PORTSMOUTH, Va. (WAVY) – An Excellent Educator in Norfolk truly puts meaning into the words “going the extra mile.” She logs triple digits on the odometer every day, and not just to get to her 3rd grade class.
“I always wanted to be a teacher. I always knew that,” said Torsha Lee.
Now in her 6th year at Norfolk’s Coleman Place Elementary, the last three as a teacher. Lee has worn a few different hats, and put in thousands of miles, so to speak, to get to the head of this 3rd grade class.
“Unfortunately, I went to college when I was 16 and when I got to college, because I had so much freedom,
I played around. My parents pulled me out of college,” Lee said.
She held onto her dream of teaching, but then was told she had to pay her own way through college.
“I got my Commercial Driver’s License (CDL) and I drove a school bus and went back to Norfolk State.”
Lee also volunteered, then signed on as a substitute teacher at Coleman Place Elementary.
“And then we fell in love with her and offered her a long-term sub position,” said Coleman Place Elementary
Principal, Dr. Pamela M. Tatem.
Tatem said parents started to request Lee as their child’s teacher. “They didn’t realize she wasn’t a (certified) teacher; she was still a substitute for us.”
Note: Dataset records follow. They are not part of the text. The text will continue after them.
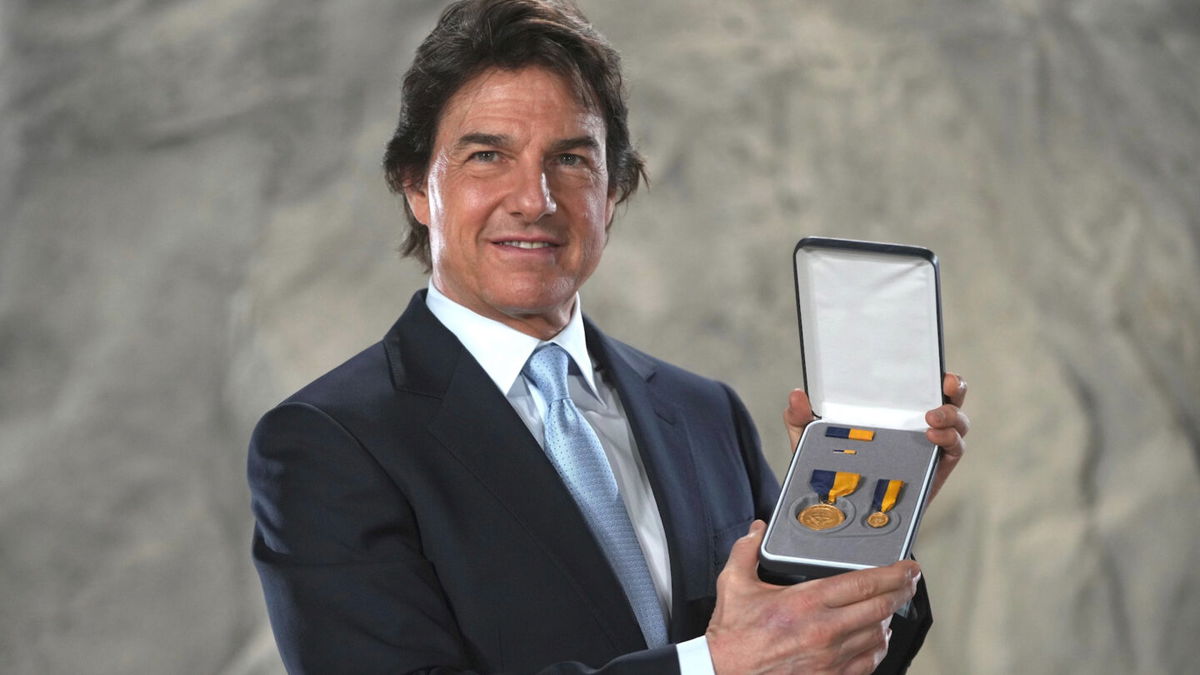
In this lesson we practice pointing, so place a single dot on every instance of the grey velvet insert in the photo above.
(893, 454)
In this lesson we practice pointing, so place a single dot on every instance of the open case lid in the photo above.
(870, 330)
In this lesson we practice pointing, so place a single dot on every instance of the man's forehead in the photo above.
(498, 99)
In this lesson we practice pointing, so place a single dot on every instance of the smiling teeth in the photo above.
(528, 244)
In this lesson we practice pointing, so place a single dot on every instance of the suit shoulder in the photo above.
(352, 384)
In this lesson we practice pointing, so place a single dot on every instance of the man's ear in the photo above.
(418, 202)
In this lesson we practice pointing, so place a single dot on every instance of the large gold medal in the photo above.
(821, 517)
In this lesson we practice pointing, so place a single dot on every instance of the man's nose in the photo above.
(531, 198)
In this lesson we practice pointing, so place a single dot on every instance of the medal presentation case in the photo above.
(871, 341)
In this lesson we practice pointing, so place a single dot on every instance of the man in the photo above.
(497, 485)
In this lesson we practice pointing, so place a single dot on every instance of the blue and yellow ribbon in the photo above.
(886, 494)
(851, 434)
(829, 484)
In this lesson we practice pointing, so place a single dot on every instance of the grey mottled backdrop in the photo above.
(195, 225)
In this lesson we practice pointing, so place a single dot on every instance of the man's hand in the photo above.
(947, 425)
(834, 625)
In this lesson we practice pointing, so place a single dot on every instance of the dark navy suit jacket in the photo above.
(408, 521)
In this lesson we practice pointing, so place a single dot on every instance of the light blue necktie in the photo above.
(576, 453)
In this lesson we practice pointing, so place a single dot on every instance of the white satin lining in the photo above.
(870, 336)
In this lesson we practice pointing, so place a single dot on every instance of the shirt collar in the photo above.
(503, 351)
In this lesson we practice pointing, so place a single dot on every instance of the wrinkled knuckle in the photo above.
(819, 637)
(864, 585)
(882, 607)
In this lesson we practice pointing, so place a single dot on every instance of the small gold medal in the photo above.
(877, 519)
(821, 517)
(886, 494)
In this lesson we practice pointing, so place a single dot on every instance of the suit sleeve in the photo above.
(763, 484)
(337, 550)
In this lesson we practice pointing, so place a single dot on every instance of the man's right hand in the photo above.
(834, 625)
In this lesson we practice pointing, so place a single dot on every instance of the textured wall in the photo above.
(195, 225)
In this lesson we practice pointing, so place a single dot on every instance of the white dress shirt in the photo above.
(503, 352)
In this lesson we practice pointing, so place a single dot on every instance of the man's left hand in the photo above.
(947, 425)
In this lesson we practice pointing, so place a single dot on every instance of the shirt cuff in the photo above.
(694, 657)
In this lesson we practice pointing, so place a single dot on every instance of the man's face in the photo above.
(516, 198)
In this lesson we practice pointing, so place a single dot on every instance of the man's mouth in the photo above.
(527, 244)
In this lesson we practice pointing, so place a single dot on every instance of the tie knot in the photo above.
(547, 369)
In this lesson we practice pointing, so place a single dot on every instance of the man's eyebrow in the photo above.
(481, 139)
(587, 142)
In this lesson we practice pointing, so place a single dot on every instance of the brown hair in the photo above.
(475, 35)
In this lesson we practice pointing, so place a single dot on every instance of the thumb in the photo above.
(744, 554)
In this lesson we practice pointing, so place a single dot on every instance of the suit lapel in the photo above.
(478, 425)
(666, 453)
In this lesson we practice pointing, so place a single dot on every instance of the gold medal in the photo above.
(877, 519)
(821, 517)
(886, 494)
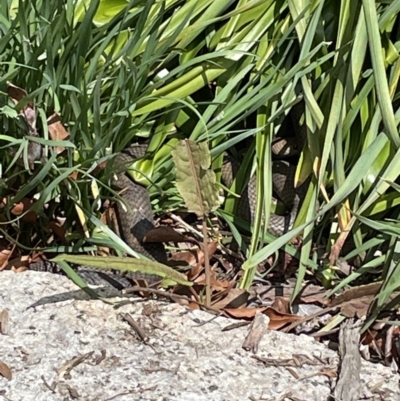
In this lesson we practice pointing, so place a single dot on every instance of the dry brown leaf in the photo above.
(216, 285)
(357, 307)
(357, 292)
(244, 313)
(16, 94)
(5, 371)
(57, 131)
(167, 234)
(281, 305)
(278, 319)
(235, 298)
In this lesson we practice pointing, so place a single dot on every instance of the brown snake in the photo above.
(136, 216)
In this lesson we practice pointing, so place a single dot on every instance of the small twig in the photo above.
(207, 263)
(131, 392)
(171, 296)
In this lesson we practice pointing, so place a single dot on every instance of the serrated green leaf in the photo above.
(126, 264)
(195, 180)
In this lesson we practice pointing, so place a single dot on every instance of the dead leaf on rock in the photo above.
(18, 264)
(281, 304)
(4, 322)
(5, 371)
(4, 257)
(244, 313)
(278, 319)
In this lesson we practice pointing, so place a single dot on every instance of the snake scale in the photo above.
(136, 217)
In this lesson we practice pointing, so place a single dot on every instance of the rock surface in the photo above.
(187, 357)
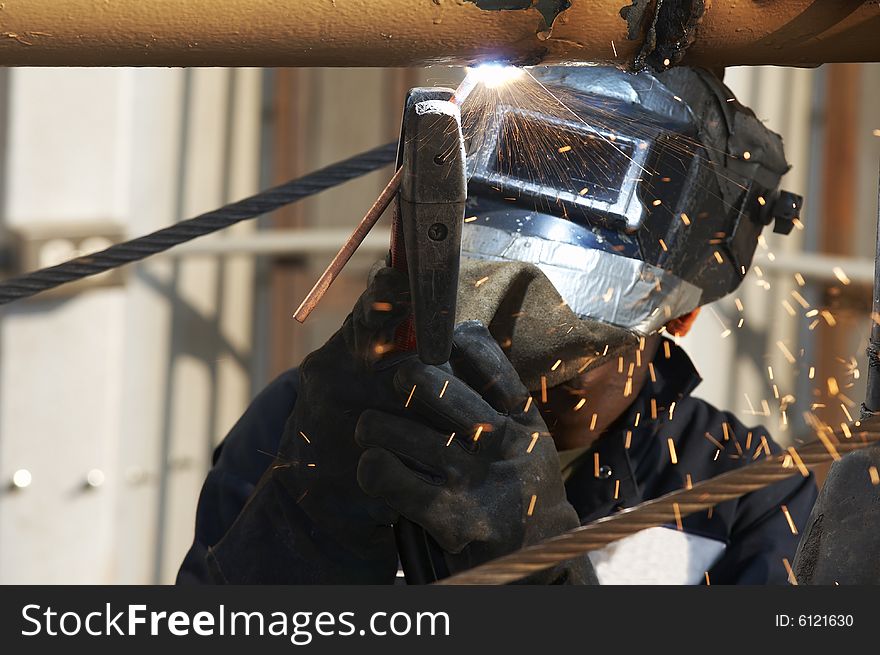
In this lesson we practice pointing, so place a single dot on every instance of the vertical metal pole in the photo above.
(871, 406)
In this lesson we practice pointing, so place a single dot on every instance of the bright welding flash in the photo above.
(491, 76)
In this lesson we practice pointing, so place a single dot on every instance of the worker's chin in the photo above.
(546, 342)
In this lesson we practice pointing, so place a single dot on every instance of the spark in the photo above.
(478, 432)
(800, 299)
(714, 441)
(833, 387)
(786, 352)
(829, 318)
(492, 76)
(673, 456)
(840, 275)
(534, 440)
(788, 518)
(795, 456)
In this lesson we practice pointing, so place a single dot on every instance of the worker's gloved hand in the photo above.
(468, 461)
(308, 507)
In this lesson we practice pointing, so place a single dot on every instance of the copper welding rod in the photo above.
(668, 509)
(348, 248)
(369, 220)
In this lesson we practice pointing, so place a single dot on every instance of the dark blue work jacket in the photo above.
(663, 442)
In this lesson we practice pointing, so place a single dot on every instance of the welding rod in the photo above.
(871, 406)
(348, 248)
(367, 222)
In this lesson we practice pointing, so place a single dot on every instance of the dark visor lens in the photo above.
(586, 164)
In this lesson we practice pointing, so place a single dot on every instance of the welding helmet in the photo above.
(640, 196)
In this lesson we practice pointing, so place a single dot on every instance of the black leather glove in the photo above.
(467, 462)
(308, 517)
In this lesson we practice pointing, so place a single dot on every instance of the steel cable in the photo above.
(28, 284)
(668, 509)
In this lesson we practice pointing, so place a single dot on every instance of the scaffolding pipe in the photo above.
(424, 32)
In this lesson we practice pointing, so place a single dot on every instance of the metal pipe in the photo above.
(423, 32)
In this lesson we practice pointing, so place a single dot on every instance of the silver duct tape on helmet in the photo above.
(595, 284)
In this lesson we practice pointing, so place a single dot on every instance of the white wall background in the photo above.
(135, 381)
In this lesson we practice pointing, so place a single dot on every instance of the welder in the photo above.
(597, 225)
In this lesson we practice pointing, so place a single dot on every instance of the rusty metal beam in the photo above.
(420, 32)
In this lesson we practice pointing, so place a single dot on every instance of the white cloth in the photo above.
(660, 556)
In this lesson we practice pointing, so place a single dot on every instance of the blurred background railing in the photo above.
(111, 400)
“And we started looking at her transcript and we figured out that she was actually able to teach, but she needed some courses,” said Tatem.
During this time, Lee qualified as a paraprofessional in the Special Education department for one year. “And that’s when we got word that she could be provisionally certified.”
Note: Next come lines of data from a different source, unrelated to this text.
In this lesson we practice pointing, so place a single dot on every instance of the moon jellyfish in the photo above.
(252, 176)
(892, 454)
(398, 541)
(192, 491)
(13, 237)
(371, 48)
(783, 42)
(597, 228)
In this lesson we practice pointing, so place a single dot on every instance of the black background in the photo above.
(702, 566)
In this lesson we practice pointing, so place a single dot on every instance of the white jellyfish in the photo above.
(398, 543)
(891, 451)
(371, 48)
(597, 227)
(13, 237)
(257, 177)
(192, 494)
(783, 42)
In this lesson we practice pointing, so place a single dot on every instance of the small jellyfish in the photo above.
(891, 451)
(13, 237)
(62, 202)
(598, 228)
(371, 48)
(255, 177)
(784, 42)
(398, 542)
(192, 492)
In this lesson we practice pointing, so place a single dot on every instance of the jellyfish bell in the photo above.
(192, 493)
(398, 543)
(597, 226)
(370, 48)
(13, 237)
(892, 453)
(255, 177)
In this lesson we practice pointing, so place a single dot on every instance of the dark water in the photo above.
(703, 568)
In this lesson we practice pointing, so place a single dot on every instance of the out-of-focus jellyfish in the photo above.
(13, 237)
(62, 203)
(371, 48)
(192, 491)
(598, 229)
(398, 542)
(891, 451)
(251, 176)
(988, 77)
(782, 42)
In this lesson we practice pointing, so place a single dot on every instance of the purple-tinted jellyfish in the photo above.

Dr. Tatem calls Lee a “pandemic teacher.”
“She came on when the pandemic hit,” said Tatem. “She had to learn to teach virtually.”
So, in the midst of the nightmare of the COVID pandemic, Lee had achieved her dream.
But, wait, there’s more.
“We were short bus drivers in the district and we found out she had a CDL and she answered the call without even me asking,” said Dr. Tatem.
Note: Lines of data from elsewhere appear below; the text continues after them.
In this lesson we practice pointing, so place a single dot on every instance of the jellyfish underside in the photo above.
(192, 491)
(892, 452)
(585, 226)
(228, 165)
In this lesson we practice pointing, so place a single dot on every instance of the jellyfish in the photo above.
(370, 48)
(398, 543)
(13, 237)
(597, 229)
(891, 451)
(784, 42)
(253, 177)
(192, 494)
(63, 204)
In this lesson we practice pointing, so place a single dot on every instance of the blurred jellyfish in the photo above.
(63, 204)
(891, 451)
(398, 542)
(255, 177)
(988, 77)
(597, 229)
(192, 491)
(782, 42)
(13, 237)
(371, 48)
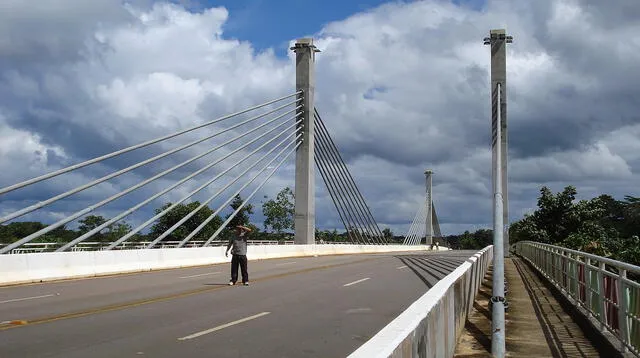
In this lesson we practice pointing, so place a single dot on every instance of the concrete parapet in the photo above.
(431, 326)
(39, 267)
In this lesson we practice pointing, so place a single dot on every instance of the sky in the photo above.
(403, 86)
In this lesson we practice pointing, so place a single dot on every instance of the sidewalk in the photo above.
(536, 324)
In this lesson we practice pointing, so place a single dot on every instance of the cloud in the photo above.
(402, 88)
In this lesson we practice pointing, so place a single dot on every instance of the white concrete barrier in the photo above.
(39, 267)
(431, 326)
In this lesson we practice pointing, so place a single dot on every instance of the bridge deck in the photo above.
(537, 325)
(298, 307)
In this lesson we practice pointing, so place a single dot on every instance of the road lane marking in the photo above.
(286, 263)
(147, 301)
(226, 325)
(202, 274)
(15, 322)
(354, 282)
(30, 298)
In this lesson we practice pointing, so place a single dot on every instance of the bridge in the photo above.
(136, 294)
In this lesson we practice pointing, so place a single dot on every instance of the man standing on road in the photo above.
(239, 254)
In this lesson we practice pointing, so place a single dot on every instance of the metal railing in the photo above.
(597, 284)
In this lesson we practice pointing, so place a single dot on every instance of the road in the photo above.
(298, 307)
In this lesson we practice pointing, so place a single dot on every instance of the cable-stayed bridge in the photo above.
(162, 290)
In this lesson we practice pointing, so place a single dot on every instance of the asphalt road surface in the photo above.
(323, 306)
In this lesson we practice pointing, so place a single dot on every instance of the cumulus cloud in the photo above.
(402, 88)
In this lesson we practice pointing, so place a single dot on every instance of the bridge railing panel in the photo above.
(431, 326)
(607, 290)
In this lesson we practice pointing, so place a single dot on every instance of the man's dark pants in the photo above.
(242, 261)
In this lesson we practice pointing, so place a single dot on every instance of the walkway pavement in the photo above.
(536, 324)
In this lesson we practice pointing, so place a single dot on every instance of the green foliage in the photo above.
(279, 213)
(182, 231)
(601, 226)
(242, 217)
(470, 241)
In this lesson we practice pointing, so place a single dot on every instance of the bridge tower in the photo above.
(429, 203)
(305, 222)
(498, 40)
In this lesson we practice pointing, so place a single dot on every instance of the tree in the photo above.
(242, 217)
(17, 230)
(279, 213)
(89, 223)
(176, 214)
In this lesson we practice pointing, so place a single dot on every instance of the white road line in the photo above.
(286, 263)
(202, 333)
(354, 282)
(30, 298)
(202, 274)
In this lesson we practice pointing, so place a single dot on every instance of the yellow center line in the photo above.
(121, 306)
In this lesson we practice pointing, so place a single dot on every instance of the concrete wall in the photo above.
(431, 326)
(38, 267)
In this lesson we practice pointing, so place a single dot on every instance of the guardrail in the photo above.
(36, 247)
(597, 284)
(47, 266)
(432, 325)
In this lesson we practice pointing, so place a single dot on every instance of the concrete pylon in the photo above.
(429, 203)
(305, 220)
(498, 40)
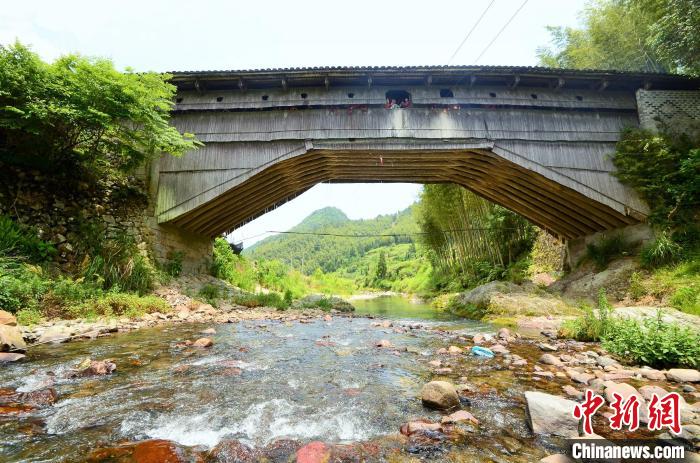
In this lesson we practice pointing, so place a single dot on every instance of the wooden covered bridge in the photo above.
(535, 140)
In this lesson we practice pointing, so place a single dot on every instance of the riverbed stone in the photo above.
(313, 452)
(605, 361)
(458, 417)
(55, 334)
(11, 339)
(625, 390)
(550, 414)
(231, 451)
(6, 357)
(439, 394)
(549, 359)
(683, 375)
(557, 458)
(6, 318)
(203, 342)
(89, 367)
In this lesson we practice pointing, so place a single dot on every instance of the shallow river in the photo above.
(261, 381)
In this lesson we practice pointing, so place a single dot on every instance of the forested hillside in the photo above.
(330, 242)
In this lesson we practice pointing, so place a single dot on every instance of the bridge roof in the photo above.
(526, 76)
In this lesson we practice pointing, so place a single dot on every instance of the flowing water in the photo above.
(260, 381)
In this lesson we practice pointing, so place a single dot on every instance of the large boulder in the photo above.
(439, 394)
(11, 339)
(551, 415)
(683, 375)
(6, 318)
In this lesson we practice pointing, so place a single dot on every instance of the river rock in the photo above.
(547, 347)
(203, 342)
(314, 452)
(6, 318)
(11, 339)
(557, 458)
(231, 451)
(652, 375)
(55, 334)
(549, 359)
(41, 398)
(582, 378)
(419, 425)
(439, 394)
(10, 357)
(454, 350)
(572, 391)
(499, 349)
(550, 414)
(625, 390)
(90, 367)
(683, 375)
(459, 416)
(148, 451)
(605, 361)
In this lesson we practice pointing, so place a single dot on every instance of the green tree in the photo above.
(80, 112)
(381, 266)
(632, 35)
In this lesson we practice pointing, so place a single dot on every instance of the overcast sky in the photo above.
(176, 35)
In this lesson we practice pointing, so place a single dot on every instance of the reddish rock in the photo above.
(148, 451)
(93, 368)
(231, 451)
(6, 318)
(460, 416)
(42, 398)
(203, 342)
(415, 426)
(314, 452)
(10, 357)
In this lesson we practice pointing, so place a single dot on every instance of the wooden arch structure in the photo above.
(534, 140)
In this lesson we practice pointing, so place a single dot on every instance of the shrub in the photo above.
(119, 305)
(662, 251)
(210, 293)
(606, 250)
(174, 265)
(637, 289)
(18, 240)
(687, 299)
(261, 300)
(590, 326)
(654, 342)
(80, 115)
(231, 267)
(114, 264)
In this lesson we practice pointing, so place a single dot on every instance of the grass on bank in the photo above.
(652, 341)
(111, 282)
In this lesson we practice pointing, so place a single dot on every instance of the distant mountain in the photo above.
(309, 252)
(326, 217)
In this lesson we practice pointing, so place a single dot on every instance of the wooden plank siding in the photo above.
(534, 146)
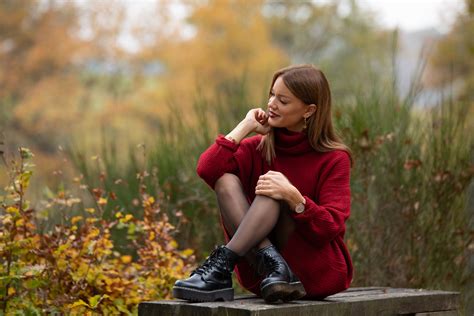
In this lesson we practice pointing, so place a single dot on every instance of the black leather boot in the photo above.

Lee first drives to Norfolk, from her home about 30 miles away in Smithfield.
“I drive an hour and, sometimes, 15 minutes…”
After arriving at Coleman Place, Lee picks up bus #286 and gets out to start picking up children.
The transportation department remains short-handed, so Dr. Tatum said Lee’s now doing three runs a day. That’s three trips from the school, and out to Norfolk neighborhoods, to pick up students.
Meantime, Dr. Tatem said staff monitors and prepares her 3rd graders. After the last trip, and a quick break, “She runs up those stairs and jumps right in.”
“I like to see the ‘lightbulb,'” said Lee. “I like when I have scholars in class (have a problem) that’s kinda confusing, I can sit down and do a one-on-one with them and they get it and they’re like ‘Aw, Ms Lee! That’s how you do it!!'”
And after she and her students have been busy learning for about seven hours, it’s back on the bus for her three round trips to drop the homebound boys and girls off at their respective stops.
Lee said when she eventually gets home, sometimes after 5 or 6 in the evening, she has support from her 17-year-old son, and long-distance love from her 27-year-old daughter, a doctor in the Navy. Lee said the children’s father has been a good supporter and provider over the years.
As for Coleman Place students and staff, Lee considers them family, too.
“She has personal connections with some of the children in her classroom, outside of the walls of Coleman Place Elementary,” said Dr. Tatem. “And, had it not been for her and that relationship, I don’t know where a couple of them would be. So, we are thankful that she can connect with our children and their parents in that way.”